Biocarburanti: in 10 anni potrebbero alimentare 50% auto

04/07/2008 - e2net

    PERUGIA (Reuters) – Sostituendo la benzina e il diesel con biodiesel e bioetanolo ottenuti dalla filiera ligno-cellulosica, nell’arco di una decina d’anni l’Italia potrebbe produrre dal 30 al 50% del fabbisogno di carburante per il trasporto su gomma, con una forte competizione sul prezzo e nessun impatto sulla filiera alimentare.

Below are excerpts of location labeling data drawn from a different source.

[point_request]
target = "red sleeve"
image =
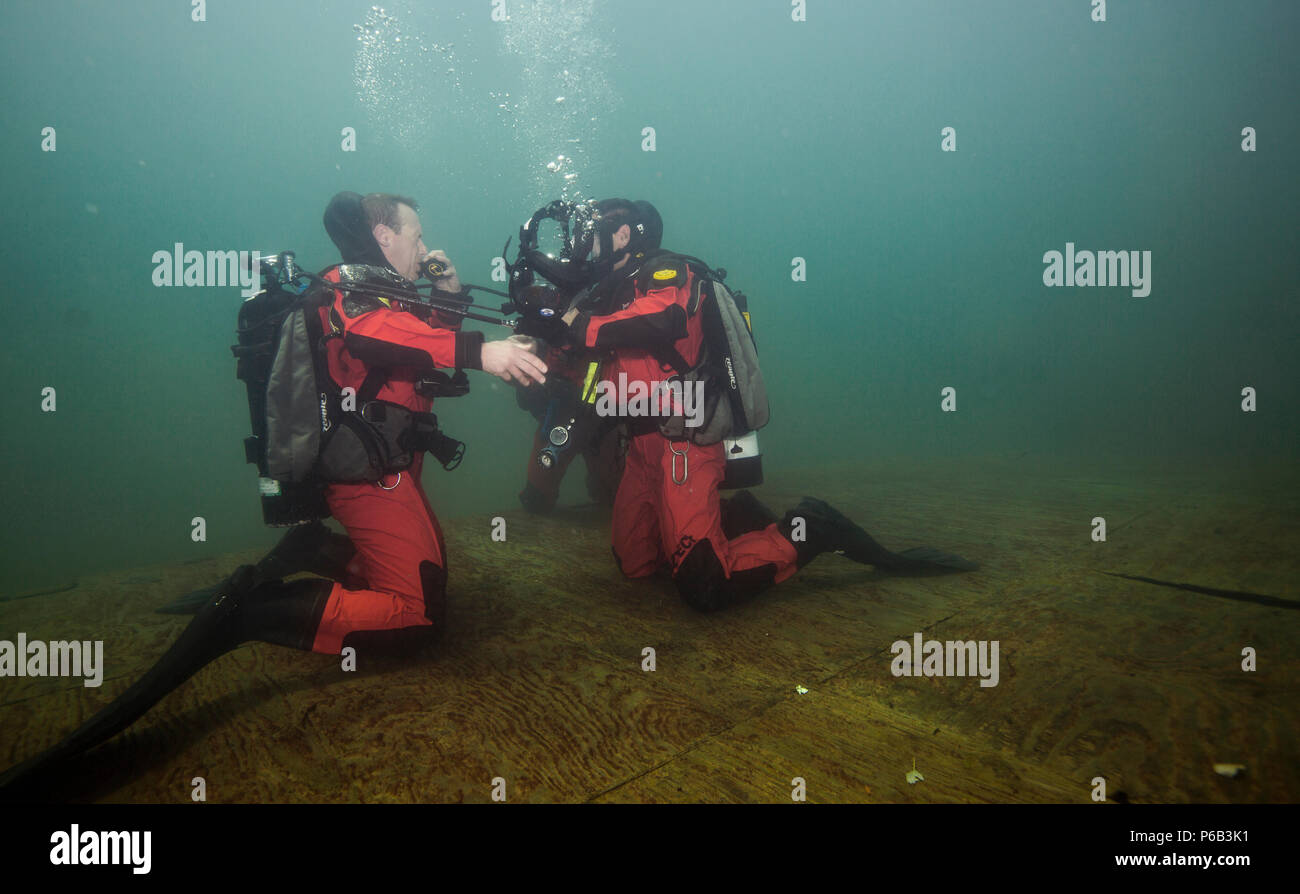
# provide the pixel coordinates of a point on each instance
(654, 319)
(381, 335)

E’ quanto sostiene il Centro nazionale di ricerca sulle biomasse dell’università di Perugia (Crb) nella sua proposta per il Documento propedeutico al piano nazionale dei biocarburanti e delle biomasse agroforestali per uso energetico del ministero delle Politiche Agricole.

    Lo spiega a Reuters il professor Franco Cotana, direttore del centro e ordinario di Fisica tecnica industriale alla facoltà di Ingegneria.

    Secondo i dati del Crb, se sostenuto da un’opportuna pianificazione nazionale il piano “può determinare una produzione di circa 17 milioni di tonnellate l’anno di biocarburanti, attraverso un investimento nazionale pari a circa 500 milioni di euro, per la realizzazione di 35 impianti, con tempi di ammortamento dei costi degli impianti di circa cinque anni”, spiega Cotana.

    A dimostrazione del fatto che “non si tratta di fantascienza, si può prendere ad esempio il modello di Freiberg, una cittadina vicino Dresda, ovvero il primo impianto di biodiesel al mondo che produce 18 milioni di litri l’anno di biodiesel ed è costato 70 milioni di euro”, continua il professore.

    Come applicare in Italia un modello del genere? Secondo Cotana “basterebbe coltivare i circa tre milioni di ettari di terreni abbandonati e riconvertire i poli industriali chimici”.

    Insomma, recuperando paglia, ramaglie, cippato di legno, potature, residui della lavorazione del legno e colture come la robinia pseudoacacia — una pianta infestante — secondo il Crb si potrebbero ottenere doversi risultati: “Carburanti a prezzi competitivi (il biocarburante di seconda generazione si potrebbe vendere ad 1 euro al litro), bassi costi e poco dispendio di energia per la produzione, nessuna riduzione di terreni destinati all’agricoltura tradizionale, efficienza di una filiera tutta nazionale e rispetto ambientale”.

    NESSUNA INTERFERENZA CON IL SETTORE ALIMENTARE

    Un simile processo, secondo Cotana, non entrerebbe in competizione con la filiera alimentare.

    “Quando si parla di biocarburanti c’è il rischio di ribaltare la realtà, sostenendo che le colture utilizzate a tale scopo sottraggano risorse al settore alimentare”, spiega Cotana.

    Occorre “smentire l’equazione ‘biocarburanti uguale fame’, che vorrebbe imputare alle colture dedicate alle biomasse la responsabilità di affamare il mondo. E’ successo alla recente conferenza della Fao a Roma, come hanno riportato autorevoli media”.

    Cotana spiega che bisogna distinguere i biocarburanti di prima generazione — il bioetanolo ricavato dai cereali e il biodiesel da olii vegetali — da quelli di seconda generazione, che invece sono ricavati soltanto dalla filiera ligno-cellulosica, utilizzando potature, scarti legnosi o forestali e colture su terreni marginali e abbandonati.

    I biocarburanti di prima generazione sono criticabili in quanto è calcolato che il rendimento ottenuto non è sufficiente a considerarli convenienti. I biocarburanti di seconda generazione invece — quelli proposti dal Crb — “rendono molto di più, determinando effetti positivi sia a livello economico che ambientale”, conclude Cotana.